The Efficiency of the Rayleigh-Ritz Method Applied to In-Plane Vibrations of Circular Arches Elastically Restrained at the Two Ends and Supporting Point Masses

Abstract

The natural frequencies and mode shapes of in-plane vibration of circular arches elastically restrained against rotation at their ends are determined using the Rayleigh-Ritz method (RRM) and trial functions obtained as particular solutions of the sixth order differential equation of arch vibrations corresponding to an opening angle equal to 1 rad. The investigations are made under the classical hypotheses: the effect of shear deformation and rotary inertia are neglected, the arch axis is inextensible, and the dimensions of the cross-section are constant and small in comparison with the radius.
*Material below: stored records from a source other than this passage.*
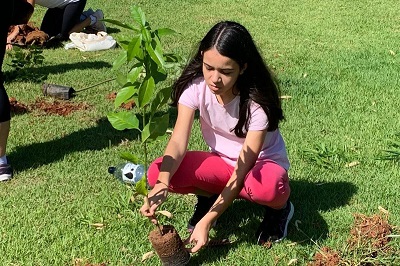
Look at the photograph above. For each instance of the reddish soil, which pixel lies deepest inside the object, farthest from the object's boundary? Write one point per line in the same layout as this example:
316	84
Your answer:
326	257
368	232
127	106
51	107
169	246
27	34
16	107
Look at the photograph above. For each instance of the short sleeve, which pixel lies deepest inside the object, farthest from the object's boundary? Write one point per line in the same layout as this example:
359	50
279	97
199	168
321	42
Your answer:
258	119
190	96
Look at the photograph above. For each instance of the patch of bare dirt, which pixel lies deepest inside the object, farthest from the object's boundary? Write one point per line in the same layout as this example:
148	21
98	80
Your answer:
127	106
371	230
50	107
368	240
27	34
56	107
326	257
17	107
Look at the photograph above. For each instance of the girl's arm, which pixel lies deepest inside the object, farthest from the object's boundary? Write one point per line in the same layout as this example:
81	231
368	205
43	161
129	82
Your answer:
173	156
247	158
177	145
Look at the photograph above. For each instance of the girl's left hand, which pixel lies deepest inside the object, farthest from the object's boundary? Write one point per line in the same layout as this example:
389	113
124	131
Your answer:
198	238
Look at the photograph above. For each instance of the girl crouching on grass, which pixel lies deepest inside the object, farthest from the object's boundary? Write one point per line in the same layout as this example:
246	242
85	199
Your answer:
238	101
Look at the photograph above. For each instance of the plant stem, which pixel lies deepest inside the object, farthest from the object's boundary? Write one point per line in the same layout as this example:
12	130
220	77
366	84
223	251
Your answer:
146	201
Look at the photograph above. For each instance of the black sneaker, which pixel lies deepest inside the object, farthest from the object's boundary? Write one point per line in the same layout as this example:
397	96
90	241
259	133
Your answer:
274	226
201	208
6	172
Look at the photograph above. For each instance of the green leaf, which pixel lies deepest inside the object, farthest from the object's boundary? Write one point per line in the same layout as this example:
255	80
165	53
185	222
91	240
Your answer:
138	15
129	157
146	91
121	24
141	186
121	59
134	73
156	127
134	49
146	35
160	99
164	31
123	120
125	94
155	51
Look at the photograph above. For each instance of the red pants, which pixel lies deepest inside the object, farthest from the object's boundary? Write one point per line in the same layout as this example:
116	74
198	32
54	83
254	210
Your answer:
266	184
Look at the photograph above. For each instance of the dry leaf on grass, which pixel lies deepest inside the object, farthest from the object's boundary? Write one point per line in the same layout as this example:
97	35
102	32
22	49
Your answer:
147	255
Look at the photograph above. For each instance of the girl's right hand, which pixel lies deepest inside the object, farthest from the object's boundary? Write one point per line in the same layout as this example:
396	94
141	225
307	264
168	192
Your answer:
155	198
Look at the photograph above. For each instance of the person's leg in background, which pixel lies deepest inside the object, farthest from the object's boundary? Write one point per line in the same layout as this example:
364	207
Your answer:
5	117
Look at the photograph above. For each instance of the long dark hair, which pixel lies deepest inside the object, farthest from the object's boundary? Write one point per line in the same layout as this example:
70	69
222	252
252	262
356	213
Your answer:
255	84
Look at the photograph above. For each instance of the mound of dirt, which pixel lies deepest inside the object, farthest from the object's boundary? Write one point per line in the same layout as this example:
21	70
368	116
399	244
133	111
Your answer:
17	107
27	34
51	107
127	106
368	240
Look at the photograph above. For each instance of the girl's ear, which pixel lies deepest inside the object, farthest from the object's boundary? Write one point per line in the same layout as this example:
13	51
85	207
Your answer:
243	69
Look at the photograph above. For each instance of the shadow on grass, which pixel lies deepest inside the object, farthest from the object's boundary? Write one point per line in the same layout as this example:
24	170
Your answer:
309	199
95	138
38	74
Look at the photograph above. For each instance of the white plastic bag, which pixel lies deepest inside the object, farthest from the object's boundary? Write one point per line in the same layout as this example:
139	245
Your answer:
90	42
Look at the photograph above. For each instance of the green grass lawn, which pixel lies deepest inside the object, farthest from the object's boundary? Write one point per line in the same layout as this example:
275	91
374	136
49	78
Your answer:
339	61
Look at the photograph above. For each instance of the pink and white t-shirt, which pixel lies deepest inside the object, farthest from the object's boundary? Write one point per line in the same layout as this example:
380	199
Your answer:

The first eight mode shapes and natural frequencies of arches with different opening angles and torsional spring stiffnesses are determined and shown to compare well with the available literature. Arches with added concentrated masses are then examined. The effect of the rotational stiffness and the added masses on the natural frequencies and mode shapes are determined and illustrated in the joint plots. The accuracy and relative simplicity of the RRM applied in a systematic way to such complicated problems is established, making it ready to use in more complex situations, such as those of arches with more added masses, with non-uniform cross section or with one or more point supports.